5. Which brings us to the taste test. As if tasting wine, the cheese is swished around in the mouth so that it really touches all the taste buds. When swallowing, more complex aromas rise through the throat and nose.
The Janiers have z. Z. 8 cooling chambers, all have different temperatures and humidity levels depending on what the cheese needs during maturation. Only one cooling chamber does not add moisture, but removes moisture: the one in which the goat's cheese is stored. Goat's cheese is very moist when it's young and needs to dry to mature. Goat cheese used to be dried in the fresh air - there the moisture exchange took place automatically - but this is no longer permitted by EU hygiene regulations. However, Janier continues to store the goat's cheese on straw mats, because this natural material has properties that metal or plastic cannot offer: If the cheese is too moist, the straw draws moisture from it, and if the cheese is too dry at some point, the straw gives it moisture back.

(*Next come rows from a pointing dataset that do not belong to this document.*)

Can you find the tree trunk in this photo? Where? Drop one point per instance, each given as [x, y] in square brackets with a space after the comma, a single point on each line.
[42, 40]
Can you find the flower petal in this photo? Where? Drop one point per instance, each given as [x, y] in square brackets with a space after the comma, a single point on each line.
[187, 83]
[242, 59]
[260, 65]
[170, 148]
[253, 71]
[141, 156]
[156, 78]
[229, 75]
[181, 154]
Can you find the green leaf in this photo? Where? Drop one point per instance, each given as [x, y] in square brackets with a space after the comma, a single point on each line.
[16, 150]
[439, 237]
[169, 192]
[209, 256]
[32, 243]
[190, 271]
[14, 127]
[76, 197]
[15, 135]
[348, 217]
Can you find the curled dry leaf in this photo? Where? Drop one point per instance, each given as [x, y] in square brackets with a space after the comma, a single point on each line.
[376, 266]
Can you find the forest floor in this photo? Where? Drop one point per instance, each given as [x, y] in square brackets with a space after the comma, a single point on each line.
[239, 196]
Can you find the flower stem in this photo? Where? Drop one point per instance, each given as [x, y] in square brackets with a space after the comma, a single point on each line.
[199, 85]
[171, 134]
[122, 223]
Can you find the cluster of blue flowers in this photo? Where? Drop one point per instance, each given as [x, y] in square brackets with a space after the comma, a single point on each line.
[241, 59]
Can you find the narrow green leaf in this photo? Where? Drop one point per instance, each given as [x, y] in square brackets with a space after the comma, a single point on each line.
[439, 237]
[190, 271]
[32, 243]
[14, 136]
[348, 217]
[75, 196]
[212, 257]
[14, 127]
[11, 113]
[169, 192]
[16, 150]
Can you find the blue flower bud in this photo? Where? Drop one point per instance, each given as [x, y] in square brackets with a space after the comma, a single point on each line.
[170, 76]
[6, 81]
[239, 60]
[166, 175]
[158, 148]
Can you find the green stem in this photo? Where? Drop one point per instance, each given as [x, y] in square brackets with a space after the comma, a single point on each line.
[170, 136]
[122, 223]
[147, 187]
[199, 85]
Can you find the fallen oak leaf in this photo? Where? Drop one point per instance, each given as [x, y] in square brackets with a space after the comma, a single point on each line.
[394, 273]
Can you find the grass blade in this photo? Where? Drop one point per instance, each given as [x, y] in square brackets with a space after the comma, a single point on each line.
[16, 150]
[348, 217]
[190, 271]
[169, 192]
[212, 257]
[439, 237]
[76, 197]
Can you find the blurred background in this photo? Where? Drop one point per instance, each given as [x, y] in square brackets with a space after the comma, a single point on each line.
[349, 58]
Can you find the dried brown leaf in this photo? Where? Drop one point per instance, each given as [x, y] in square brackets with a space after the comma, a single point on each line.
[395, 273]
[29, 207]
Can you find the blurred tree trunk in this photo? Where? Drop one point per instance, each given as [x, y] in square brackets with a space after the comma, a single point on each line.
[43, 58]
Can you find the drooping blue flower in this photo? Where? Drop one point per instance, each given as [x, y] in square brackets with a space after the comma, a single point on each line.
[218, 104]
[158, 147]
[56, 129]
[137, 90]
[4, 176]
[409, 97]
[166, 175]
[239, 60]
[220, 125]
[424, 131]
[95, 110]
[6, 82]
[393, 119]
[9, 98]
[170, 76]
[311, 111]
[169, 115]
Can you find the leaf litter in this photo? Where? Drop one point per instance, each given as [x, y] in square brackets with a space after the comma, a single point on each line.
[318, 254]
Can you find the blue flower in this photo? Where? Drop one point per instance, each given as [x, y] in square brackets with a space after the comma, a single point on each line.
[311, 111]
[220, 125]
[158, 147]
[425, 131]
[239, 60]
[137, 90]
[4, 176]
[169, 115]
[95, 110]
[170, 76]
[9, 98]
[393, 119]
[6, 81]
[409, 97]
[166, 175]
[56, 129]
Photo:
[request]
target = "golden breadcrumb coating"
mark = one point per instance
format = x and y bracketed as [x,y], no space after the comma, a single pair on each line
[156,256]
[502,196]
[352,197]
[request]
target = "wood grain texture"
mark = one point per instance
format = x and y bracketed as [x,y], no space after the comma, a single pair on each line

A small anecdote reflects the philosophy, passion for cheese but also the uncompromising quality of the Janier house very well: Christian Janier absolutely wanted to include a mozzarella in the range. It took 3 whole years, after countless trips through Italy, until he found a mozzarella that met his requirements. This really sensationally good-tasting mozzarella is of course also available from maître philippe...
After the tour, the Janiers invited us to lunch at the restaurant "La Fourvière", which is located right next to the basilica high up on a hill in Lyon and from whose panoramic terrace you have an incredible view over Lyon. We could even see Mont Blanc in the distance, which Christian Janier says is a bad sign because it almost always rains the next day. Well, it actually did.
We had a typical Lyon menu with andouillettes (tripe sausage) for tv and quenelles de brochet (pike dumplings) for ac. Both were delicious!
The Janiers are wonderful hosts: they are warm, very funny and really interesting and truthful people who, despite their success, have remained very down to earth. When we thanked us profusely for the great day and for taking so much time with us, they waved it off and said it was completely normal for them - and they meant it.